BUT THE NIGHT. . .IS LONG: “The Sunken Bell” of Ottorino Respighi.

Campana is about a master bellcaster, Enrico (a/k/a Heinrich), whose aspirations to transcendence draw him up against the realm of mythical creatures of Nature (of water, deep forest, and mountain) we meet so often in Northern and Eastern European tales—stories of the Lorelei, of russalki, ondines, woodsprites and nymphs, trolls and elves. Their forces hover over the worlds of Romantic ballet and Lieder, operas of Dvořák, Rimsky-Korsakov, Wagner, and others, and are seldom far off in Ibsen.
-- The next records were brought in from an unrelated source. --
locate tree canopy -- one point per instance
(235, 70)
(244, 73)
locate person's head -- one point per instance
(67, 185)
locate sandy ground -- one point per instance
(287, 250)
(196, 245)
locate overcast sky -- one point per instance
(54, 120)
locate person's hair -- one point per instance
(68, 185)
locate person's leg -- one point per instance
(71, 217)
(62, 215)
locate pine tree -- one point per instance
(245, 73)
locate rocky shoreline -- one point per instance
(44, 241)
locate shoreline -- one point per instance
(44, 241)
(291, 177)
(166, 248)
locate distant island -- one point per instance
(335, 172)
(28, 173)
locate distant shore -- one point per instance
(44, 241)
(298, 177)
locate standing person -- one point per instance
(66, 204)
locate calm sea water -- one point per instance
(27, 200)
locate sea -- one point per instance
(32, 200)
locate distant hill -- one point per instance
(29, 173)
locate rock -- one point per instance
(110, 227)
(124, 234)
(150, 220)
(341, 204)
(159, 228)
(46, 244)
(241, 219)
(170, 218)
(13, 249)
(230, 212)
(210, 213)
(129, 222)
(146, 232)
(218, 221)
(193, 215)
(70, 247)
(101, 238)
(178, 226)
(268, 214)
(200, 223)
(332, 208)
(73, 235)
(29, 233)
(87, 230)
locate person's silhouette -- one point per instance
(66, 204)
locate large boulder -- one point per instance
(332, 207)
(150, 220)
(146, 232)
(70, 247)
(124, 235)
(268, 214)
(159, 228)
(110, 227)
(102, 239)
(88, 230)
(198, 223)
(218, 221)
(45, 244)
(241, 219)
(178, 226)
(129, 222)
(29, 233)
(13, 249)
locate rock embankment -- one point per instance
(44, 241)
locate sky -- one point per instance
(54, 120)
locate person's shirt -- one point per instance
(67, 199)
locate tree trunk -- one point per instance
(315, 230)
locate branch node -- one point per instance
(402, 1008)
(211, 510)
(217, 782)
In Act I, the  bellcaster’s chef-d’oeuvre, on its way to installation on a height wherefrom it will ring out over all the land, has been dumped into the depths of a lake with the connivance of one of these mythical beings, a faun. The bellcaster is gravely injured in the confrontation. But he also meets his Muse, an elf-girl named Rautendelein. Returned to his village, Enrico struggles to regain his health in the company of his loyal wife, Magda, his children and community. But when Rautendelein in turn invades his world, effects a cure with a kiss on his eyes, and re-awakens his dream of transcendence (think Hilda Wangel and her Master Builder), he forsakes wife and family to follow his artistic/erotic bliss with Rautendelein and her companions, and to forge a new bell. The abandoned Magda drowns herself in the lake, and the sunken bell tolls its baleful summons. Broken, Enrico returns to the human world. After the passage of many years, he seeks out Rautendelein once more for a last farewell. He had struggled toward the light, the sun, and seemed almost there—“ma la notte . . . è lunga.”  He dies, and the natural world continues on its way. There’s much else, but that’s the gist.

I’m afraid we must say that Respighi’s generation saw the death throes of Italian opera. The hopeful verismo excitements of the giovane scuola were pretty much at an end, and with all respect due to Dallapiccola, Pizzetti, and a few others, no way forward was found. This calamity is often ascribed to problems of musical style—the final unsuitability, despite some initial success (i.e., Berg) and ingenious adaptive efforts—of pantonality and serial technique to sung drama. I don’t for a moment dispute the point. But I see it less as primary cause than as consequence. As I argue at some length in my book (see “Opera as Opera,” Part III and ff.—adv.), I believe the generative force behind opera’s 19th-Century apogee was no musical style or family of styles, but the metanarrative of the faydit protagonist couple, whose predicament operawrights took as their own, and which provides the basic plot/character conformation of nearly all of the masterworks of that age.

Believing this, I see La campana sommersa as a kind of late appendage to that narrative, and not so much a protest as an acknowledgement (a quite beautiful one) of its passing. It takes up all the interlocking themes we would associate with that acknowledgement:

¶ Domesticity as the enemy of artistic inspiration, and vice-versa. The desperation of the (male) artist torn between his longing for tranquility, devotion, and continuance, and his frantic search for artistic freedom and the call of The Muse, invariably in the form of an idealized woman. The perceived impossibility of uniting these longings in a single woman. This opposition, always present in the Romantic spirit, now intensified by the bourgeoisification of society, with its suffocating implications for creativity.